Kisah Pinjol Ilegal Makan Korban yang Bukan Peminjam

  • Pemuda asal Cirebon berinisial DJ yang sempat menjadi korban atas modus baru pinjol.
Fintech
Idham Nur Indrajaya

Idham Nur Indrajaya

Author

JAKARTA - Otoritas Jasa Keuangan (OJK) menyebutkan bahwa ada modus baru yang digunakan perusahaan pinjaman online (pinjol) ilegal untuk menjaring korbannya, yakni memberikan tagihan walaupun sasaran mereka tidak mengajukan pinjaman sama sekali.

Akan tetapi, rupanya modus ini sudah digunakan sejak lama, seperti yang dialami oleh pemuda asal Cirebon berinisial DJ yang sempat menjadi korban atas modus tersebut pada pertengahan 2021, yakni saat pinjol-pinjol ilegal sedang sangat merajalela.

Dikatakan oleh DJ, peristiwa tidak mengenakkan itu dialaminya saat ia baru saja dikenai pemutusan hubungan kerja (PHK) karena perusahaan tempat ia bekerja terdampak oleh pandemi COVID-19.

DJ mengakui bahwa ia memang memiliki niatan untuk mengajukan pinjaman kepada pinjol karena ada kebutuhan yang mendesak sementara keuangannya masih terimbas oleh PHK yang dialaminya.

Ia sendiri sebenarnya masih memiliki pekerjaan sampingan, namun penghasilannya tidak bisa menutupi kebutuhannya pada saat itu. Sehingga ia pun berniat untuk meminjam uang lewat pinjol dan akan membayarnya di bulan berikutnya.

Sebenarnya ia sendiri ragu untuk menggunakan pinjol karena takut penghasilan yang dikumpulkannya hingga bulan berikutnya tidak bisa mencukupi karena masih ada kebutuhan harian yang harus dipenuhi.

Akan tetapi, setelah melakukan perhitungan dengan saksama, ia pun memberanikan diri dan mulai mengunduh beberapa aplikasi pinjol di gawainya.

Seperti yang ia duga, dengan posisinya pada saat itu yang masih belum memiliki pekerjaan tetap, sebagian platform menolak ajuan pinjamannya.

Kalaupun ada yang menerima ajuannya, tenor pinjaman yang diberikan kepadanya terlalu pendek, bahkan kurang dari sebulan.

Dirongrongi oleh rasa putus asa, DJ pun terus mengunduh aplikasi-aplikasi lainnya dengan harapan akan ada platform yang bisa memberikannya pinjaman dengan bunga dan tenor yang sesuai dengan kapasitasnya.

Dalam kesempatan tersebut, ia mengunduh satu aplikasi pinjol yang namanya sendiri ia lupa karena kejadiannya sudah cukup lama, dan mulai dari sanalah konfliknya dimulai.
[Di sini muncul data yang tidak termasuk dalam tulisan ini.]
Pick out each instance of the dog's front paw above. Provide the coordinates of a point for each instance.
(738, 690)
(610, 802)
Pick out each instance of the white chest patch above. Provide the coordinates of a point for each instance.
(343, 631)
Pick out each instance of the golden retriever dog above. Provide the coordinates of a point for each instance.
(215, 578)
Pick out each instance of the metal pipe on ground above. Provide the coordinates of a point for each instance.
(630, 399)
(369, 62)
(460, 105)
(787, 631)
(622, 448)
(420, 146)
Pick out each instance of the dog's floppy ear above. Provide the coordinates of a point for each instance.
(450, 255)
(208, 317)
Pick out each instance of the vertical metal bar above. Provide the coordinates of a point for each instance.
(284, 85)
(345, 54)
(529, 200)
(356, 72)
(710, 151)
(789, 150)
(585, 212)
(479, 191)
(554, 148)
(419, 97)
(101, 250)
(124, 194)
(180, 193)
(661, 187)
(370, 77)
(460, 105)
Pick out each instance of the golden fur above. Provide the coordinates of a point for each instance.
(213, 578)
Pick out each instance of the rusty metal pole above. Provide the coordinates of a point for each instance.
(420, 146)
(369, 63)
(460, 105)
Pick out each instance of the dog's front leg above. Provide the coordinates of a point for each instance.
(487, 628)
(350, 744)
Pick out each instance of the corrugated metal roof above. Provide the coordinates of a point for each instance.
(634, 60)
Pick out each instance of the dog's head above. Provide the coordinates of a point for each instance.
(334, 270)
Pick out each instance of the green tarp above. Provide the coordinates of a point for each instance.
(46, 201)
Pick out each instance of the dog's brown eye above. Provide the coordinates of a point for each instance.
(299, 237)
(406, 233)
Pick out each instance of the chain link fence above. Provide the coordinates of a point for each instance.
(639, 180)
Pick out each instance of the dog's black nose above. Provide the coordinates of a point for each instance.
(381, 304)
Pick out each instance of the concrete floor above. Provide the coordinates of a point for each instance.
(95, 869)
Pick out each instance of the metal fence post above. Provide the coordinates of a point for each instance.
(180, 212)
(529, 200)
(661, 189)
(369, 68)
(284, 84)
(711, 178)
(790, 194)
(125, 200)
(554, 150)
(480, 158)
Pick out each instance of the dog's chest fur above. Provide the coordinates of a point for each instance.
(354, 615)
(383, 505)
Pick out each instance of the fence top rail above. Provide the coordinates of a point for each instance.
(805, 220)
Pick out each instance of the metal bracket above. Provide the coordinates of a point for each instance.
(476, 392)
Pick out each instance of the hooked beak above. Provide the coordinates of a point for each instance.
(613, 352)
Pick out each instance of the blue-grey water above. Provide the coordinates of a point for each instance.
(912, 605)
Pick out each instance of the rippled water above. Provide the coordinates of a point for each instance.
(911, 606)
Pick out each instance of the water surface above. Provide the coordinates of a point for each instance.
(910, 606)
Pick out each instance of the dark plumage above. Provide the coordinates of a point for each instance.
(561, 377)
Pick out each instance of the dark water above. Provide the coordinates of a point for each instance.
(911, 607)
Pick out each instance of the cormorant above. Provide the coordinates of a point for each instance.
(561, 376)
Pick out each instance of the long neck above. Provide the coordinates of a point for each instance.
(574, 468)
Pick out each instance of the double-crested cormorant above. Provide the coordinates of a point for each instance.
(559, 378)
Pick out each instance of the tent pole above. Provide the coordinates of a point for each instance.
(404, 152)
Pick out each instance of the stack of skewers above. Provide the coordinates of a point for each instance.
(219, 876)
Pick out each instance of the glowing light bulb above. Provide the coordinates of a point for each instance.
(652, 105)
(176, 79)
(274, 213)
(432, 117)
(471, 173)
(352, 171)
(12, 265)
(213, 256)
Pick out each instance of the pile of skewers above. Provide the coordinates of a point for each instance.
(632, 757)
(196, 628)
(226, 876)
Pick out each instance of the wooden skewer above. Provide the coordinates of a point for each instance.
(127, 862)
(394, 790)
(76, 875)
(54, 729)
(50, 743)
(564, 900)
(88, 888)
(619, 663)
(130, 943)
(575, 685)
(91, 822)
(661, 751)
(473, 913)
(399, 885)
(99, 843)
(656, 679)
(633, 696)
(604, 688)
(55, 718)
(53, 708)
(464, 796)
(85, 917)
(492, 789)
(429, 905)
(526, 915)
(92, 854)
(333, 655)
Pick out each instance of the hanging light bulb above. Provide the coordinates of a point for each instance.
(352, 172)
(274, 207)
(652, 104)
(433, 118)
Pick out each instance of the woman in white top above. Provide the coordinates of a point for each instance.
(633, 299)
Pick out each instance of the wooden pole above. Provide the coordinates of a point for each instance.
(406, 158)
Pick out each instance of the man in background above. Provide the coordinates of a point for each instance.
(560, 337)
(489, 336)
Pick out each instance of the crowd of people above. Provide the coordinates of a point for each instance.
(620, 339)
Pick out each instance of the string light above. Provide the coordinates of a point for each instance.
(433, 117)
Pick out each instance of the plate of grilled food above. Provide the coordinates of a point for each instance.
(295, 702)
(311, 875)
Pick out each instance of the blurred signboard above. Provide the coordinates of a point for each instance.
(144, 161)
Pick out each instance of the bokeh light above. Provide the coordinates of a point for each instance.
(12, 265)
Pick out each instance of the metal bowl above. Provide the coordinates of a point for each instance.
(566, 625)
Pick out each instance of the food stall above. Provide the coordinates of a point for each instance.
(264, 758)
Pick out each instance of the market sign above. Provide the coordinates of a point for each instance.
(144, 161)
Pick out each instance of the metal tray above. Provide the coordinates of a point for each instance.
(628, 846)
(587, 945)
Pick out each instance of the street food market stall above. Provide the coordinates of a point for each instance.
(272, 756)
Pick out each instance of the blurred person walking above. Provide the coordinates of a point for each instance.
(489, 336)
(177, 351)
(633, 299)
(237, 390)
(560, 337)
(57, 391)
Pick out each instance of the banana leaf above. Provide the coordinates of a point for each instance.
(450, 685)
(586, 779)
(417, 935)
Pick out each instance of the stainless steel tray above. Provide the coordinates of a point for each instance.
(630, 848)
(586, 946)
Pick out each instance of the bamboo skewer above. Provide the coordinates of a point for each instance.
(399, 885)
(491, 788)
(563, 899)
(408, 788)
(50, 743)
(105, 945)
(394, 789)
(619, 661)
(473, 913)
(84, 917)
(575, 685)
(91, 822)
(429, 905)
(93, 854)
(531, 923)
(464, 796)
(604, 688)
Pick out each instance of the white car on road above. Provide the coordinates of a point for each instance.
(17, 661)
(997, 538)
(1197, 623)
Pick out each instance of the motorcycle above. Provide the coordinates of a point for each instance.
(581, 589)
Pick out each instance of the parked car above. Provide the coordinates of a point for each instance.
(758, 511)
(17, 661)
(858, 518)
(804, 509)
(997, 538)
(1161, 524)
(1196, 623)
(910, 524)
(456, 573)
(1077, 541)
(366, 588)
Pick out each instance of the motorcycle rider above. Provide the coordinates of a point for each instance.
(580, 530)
"Saya lupa nama aplikasinya, tapi seingat saya ada nama binatangnya. Aplikasinya ringan, dan tampilannya pun sangat sederhana. Tapi, saya ingat betul bahwa di aplikasi itu tercantum nama Otoritas Jasa Keuangan (OJK). Padahal, setelah saya cek kembali, ternyata aplikasi tersebut tidak berizin," kata DJ kepada TrenAsia belum lama ini.

Waktu itu, DJ mengakui bahwa dirinya belum memiliki literasi yang cukup baik terkait dengan produk-produk keuangan berbasis teknologi alias fintech.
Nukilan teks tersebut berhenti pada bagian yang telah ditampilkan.